Si le secteur minier a connu dernièrement une croissance prolongée, il obéit toutefois à un cycle. Ce sont surtout les périodes de crise qui rappellent aux sociétés minières cette dure réalité et qui les amènent à tenir compte des risques.

Depuis le début de cette année, il y a eu plusieurs signes, tels que la baisse du prix des matières premières et du cours des actions ainsi que des pertes de valeur de plusieurs milliards de dollars dans tout le secteur. L’économie mondiale est à la recherche d’une base solide, mais ni la réputation solide de l’or, ni la demande constante de la Chine en matières premières ne suffisent à enrayer la baisse.

The Commodities Dig: 2013 Mid-year M&A activity

Les dirigeants de l'industrie discutent l'état de l'industrie minière

La chute des fusions et des acquisitions de 31 %

La volatilité qui persiste dans le secteur minier a eu des répercussions notables sur les activités de fusion et d’acquisition cette année. Si quelques sociétés ont profité de la baisse des prix pour amasser des actifs, le nombre de transactions au sein du secteur minier mondial a toutefois diminué de 31 % au premier semestre de 2013, par rapport au premier semestre de l’an dernier, qui était déjà caractérisé par un ralentissement des transactions financières. Bien qu’elles continuent d’investir dans leur exploitation, les grandes sociétés minières reportent certains de leurs projets et réduisent leurs dépenses d’investissement.

Les rachats de petites entreprises minières en régression

Actuellement, la vraie difficulté sur le marché des fusions et des acquisitions est de trouver des acheteurs. Les possibilités pour les petites entreprises minières d’être rachetées lorsqu’elles atteignent un certain niveau de croissance ne sont plus les mêmes, car les plus grandes sociétés cherchent davantage à vendre leurs actifs qu’à en acquérir. Parallèlement, l’intérêt des sociétés intermédiaires pour la consolidation a diminué en raison des conditions de financement difficiles et du nombre réduit d’acheteurs.

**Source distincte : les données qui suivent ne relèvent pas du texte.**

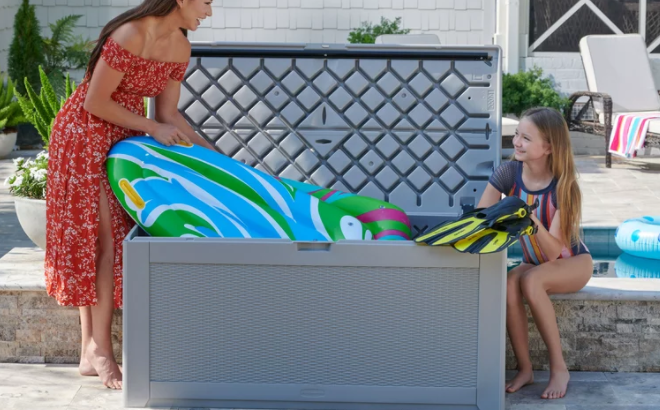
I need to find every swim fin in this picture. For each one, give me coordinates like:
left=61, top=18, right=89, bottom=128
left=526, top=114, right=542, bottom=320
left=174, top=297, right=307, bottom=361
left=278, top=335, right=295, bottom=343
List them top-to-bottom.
left=415, top=196, right=536, bottom=245
left=452, top=218, right=536, bottom=253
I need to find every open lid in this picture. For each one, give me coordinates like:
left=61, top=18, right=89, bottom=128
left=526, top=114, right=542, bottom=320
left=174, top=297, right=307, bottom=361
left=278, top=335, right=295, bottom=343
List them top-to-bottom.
left=173, top=43, right=501, bottom=232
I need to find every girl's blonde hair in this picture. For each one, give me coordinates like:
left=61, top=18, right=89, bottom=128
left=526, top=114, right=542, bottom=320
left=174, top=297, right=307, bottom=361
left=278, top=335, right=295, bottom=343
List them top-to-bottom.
left=521, top=107, right=582, bottom=247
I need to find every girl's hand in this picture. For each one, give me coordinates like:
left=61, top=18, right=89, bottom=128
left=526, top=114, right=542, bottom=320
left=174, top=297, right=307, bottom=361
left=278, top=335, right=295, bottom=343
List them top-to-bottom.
left=152, top=123, right=191, bottom=147
left=529, top=212, right=543, bottom=231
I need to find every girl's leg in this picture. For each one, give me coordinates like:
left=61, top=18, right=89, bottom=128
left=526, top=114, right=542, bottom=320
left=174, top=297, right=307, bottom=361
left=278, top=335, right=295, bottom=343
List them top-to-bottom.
left=87, top=185, right=122, bottom=389
left=520, top=254, right=593, bottom=399
left=504, top=263, right=534, bottom=393
left=78, top=306, right=98, bottom=376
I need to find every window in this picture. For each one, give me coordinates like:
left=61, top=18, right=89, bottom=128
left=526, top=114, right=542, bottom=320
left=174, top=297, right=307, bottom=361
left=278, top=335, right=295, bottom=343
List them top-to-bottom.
left=529, top=0, right=660, bottom=53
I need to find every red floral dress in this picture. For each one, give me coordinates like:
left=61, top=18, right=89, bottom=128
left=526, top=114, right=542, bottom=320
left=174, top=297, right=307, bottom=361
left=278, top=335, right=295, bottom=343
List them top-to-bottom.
left=45, top=38, right=188, bottom=307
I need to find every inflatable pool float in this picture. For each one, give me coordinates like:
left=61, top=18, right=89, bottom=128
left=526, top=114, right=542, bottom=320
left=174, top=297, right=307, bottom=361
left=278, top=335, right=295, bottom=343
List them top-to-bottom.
left=107, top=137, right=410, bottom=241
left=614, top=216, right=660, bottom=259
left=614, top=253, right=660, bottom=279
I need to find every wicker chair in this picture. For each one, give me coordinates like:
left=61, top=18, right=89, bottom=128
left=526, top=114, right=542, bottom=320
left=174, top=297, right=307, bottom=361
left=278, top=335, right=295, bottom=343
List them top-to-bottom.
left=564, top=34, right=660, bottom=168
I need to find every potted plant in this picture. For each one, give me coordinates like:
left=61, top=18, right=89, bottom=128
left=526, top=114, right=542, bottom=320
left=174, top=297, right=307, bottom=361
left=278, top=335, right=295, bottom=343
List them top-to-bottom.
left=7, top=0, right=45, bottom=146
left=348, top=17, right=410, bottom=44
left=5, top=66, right=76, bottom=250
left=502, top=67, right=569, bottom=119
left=0, top=75, right=26, bottom=159
left=5, top=151, right=48, bottom=250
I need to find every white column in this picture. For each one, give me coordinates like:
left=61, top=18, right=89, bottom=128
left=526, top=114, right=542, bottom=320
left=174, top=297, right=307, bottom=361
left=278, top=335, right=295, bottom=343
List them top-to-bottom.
left=495, top=0, right=520, bottom=74
left=504, top=0, right=520, bottom=74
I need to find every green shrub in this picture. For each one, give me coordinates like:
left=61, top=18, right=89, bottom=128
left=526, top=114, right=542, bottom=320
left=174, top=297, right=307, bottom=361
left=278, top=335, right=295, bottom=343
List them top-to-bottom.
left=8, top=0, right=44, bottom=93
left=43, top=15, right=93, bottom=96
left=348, top=17, right=410, bottom=44
left=14, top=66, right=76, bottom=150
left=502, top=67, right=569, bottom=117
left=0, top=74, right=27, bottom=132
left=5, top=151, right=48, bottom=199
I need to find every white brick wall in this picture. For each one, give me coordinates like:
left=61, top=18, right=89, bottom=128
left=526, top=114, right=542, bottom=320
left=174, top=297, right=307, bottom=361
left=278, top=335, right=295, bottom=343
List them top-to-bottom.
left=0, top=0, right=21, bottom=72
left=0, top=0, right=495, bottom=81
left=520, top=53, right=660, bottom=95
left=520, top=53, right=587, bottom=94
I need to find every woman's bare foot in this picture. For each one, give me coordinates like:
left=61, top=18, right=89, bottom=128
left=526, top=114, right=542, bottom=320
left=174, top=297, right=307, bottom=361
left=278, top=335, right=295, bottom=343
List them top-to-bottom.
left=86, top=343, right=122, bottom=390
left=78, top=353, right=99, bottom=376
left=541, top=368, right=571, bottom=399
left=504, top=369, right=534, bottom=393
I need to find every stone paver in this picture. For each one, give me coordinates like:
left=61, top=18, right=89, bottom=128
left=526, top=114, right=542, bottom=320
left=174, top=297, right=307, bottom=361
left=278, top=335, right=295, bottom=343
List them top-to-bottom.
left=0, top=151, right=660, bottom=410
left=0, top=364, right=660, bottom=410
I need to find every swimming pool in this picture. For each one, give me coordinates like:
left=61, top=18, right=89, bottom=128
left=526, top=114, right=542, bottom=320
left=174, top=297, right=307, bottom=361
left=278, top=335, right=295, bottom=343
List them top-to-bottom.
left=507, top=227, right=660, bottom=279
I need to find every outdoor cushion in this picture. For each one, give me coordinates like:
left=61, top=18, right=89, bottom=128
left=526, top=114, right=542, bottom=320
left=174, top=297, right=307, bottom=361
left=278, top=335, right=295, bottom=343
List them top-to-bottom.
left=580, top=34, right=660, bottom=114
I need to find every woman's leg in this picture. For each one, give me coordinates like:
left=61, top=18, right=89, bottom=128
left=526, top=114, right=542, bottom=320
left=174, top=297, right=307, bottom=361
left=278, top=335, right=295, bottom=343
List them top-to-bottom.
left=87, top=185, right=122, bottom=389
left=520, top=254, right=593, bottom=399
left=504, top=263, right=534, bottom=393
left=78, top=306, right=98, bottom=376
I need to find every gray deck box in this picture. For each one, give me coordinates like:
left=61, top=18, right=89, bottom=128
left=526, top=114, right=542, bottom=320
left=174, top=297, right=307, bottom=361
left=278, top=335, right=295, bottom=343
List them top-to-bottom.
left=123, top=43, right=506, bottom=410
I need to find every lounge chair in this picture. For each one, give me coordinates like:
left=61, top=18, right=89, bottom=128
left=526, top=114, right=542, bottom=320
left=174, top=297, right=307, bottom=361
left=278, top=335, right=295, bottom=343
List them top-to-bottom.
left=565, top=34, right=660, bottom=168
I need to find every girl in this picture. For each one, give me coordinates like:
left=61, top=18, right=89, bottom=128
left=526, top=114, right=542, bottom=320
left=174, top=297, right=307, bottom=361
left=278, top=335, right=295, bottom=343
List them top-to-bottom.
left=45, top=0, right=213, bottom=389
left=478, top=108, right=593, bottom=399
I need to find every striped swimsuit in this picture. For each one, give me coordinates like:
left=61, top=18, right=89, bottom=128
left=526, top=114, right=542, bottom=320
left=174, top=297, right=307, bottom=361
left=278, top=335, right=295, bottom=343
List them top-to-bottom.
left=488, top=161, right=589, bottom=265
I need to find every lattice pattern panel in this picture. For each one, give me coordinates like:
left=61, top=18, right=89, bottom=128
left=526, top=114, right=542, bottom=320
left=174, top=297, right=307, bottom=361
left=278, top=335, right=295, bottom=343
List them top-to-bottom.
left=179, top=50, right=501, bottom=221
left=149, top=264, right=480, bottom=387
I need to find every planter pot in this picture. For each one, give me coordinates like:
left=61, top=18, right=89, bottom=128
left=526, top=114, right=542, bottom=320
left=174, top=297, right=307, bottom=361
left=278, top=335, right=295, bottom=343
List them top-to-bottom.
left=17, top=123, right=43, bottom=149
left=0, top=132, right=18, bottom=159
left=14, top=197, right=46, bottom=250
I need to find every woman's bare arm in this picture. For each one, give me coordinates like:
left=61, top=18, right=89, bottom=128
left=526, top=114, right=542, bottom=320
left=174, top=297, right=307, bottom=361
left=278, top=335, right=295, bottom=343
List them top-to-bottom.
left=83, top=27, right=190, bottom=145
left=156, top=79, right=215, bottom=151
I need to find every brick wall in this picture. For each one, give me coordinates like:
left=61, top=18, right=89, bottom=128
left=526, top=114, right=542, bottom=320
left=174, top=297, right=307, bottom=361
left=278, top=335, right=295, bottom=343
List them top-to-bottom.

Ce que nous avons observé jusqu’à présent, en 2013, est une exception dans le cycle du secteur minier et fausse les résultats pour ce qui promet d’être une année faible pour les fusions et acquisitions dans le secteur minier.

La chute des actions minières

Depuis le début de l’année, les actions ont perdu environ 30 % dans tout le secteur, ce qui a eu des répercussions sur la taille des transactions. La valeur de celles-ci est tombée à 20,6 G$ US entre janvier et juin de cette année. Cela correspond à une chute de 74 % par rapport à la même période l’an dernier, qui avait été marquée par la plus importante prise de contrôle à ce jour dans le secteur minier, à savoir l’acquisition de Xstrata PLC (GlenX) par Glencore International PLC pour une contrepartie de 54 G$ US. Si l’on exclut la gigantesque fusion Glencore/Xstrata, la valeur des transactions au premier semestre de cette année a tout de même reculé de 21 % par rapport à l’an dernier. Les achats et les ventes d’or et de cuivre sont restés les plus fréquents dans la première moitié de cette année. Cette tendance devrait se maintenir, car la baisse des prix crée des opportunités d’achat pour les sociétés qui peuvent se le permettre et peut en contraindre d’autres à vendre.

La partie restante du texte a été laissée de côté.